The Oklahoma City OK Chorale at Penn Square Mall

About Barbershop

A cappella harmony began in the 1840s and developed in the early years of the entertainment and recording industry. It sprouted when minstrel shows and the traveling concert were institutions, popularizing the songs that lent themselves to four-part harmony. It reached its peak during the glorious days of vaudeville and burlesque; few vaudeville bills were without a barbershop quartet, as they were known.

In the early part of the 20th century, concern grew among singers that the barbershop quartet type of four-part a cappella harmony would soon become extinct. Contributing to the concern was the popularity of the phonograph that could include orchestral accompaniment, the decline of vaudeville, and the growing popularity of talking movies.

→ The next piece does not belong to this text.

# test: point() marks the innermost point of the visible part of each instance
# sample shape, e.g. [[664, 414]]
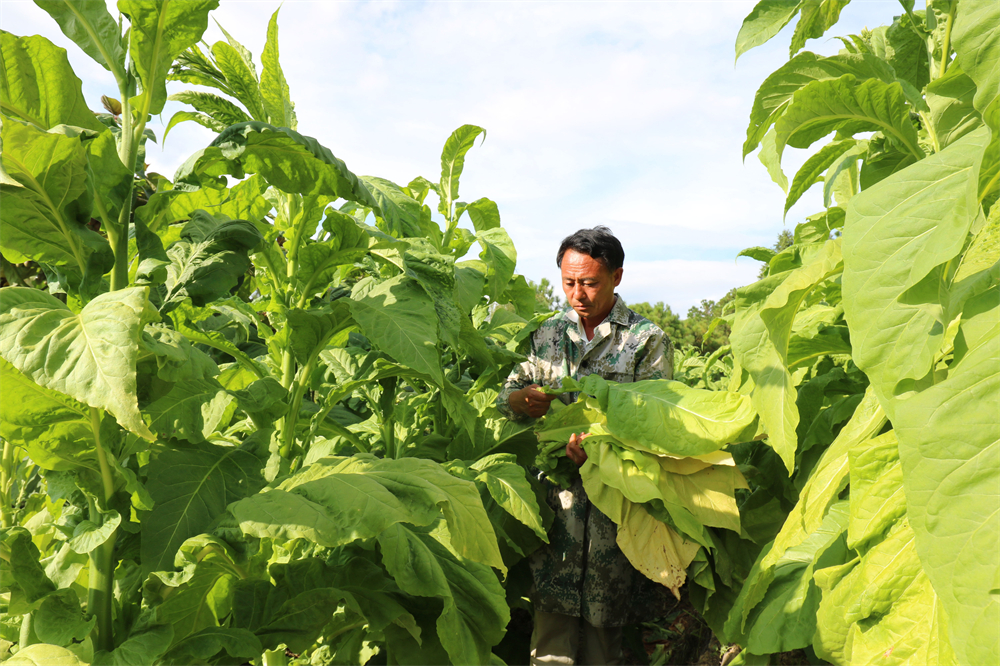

So, on an April afternoon in 1938, O.C. Cash and some of his friends got together in a Tulsa, Oklahoma hotel and founded the Society for the Preservation and Encouragement of Barbershop Quartet Singing in America, now known by its acronym SPEBSQSA. Their intention was to establish an organization to enjoy, preserve, and promote the traditional barbershop quartet style of singing.

The Society has grown to include more than 40,000 members in some 800 chapters in every state and most Canadian provinces, as well as many chapters in far-flung countries such as England, Sweden, Germany, and Australia.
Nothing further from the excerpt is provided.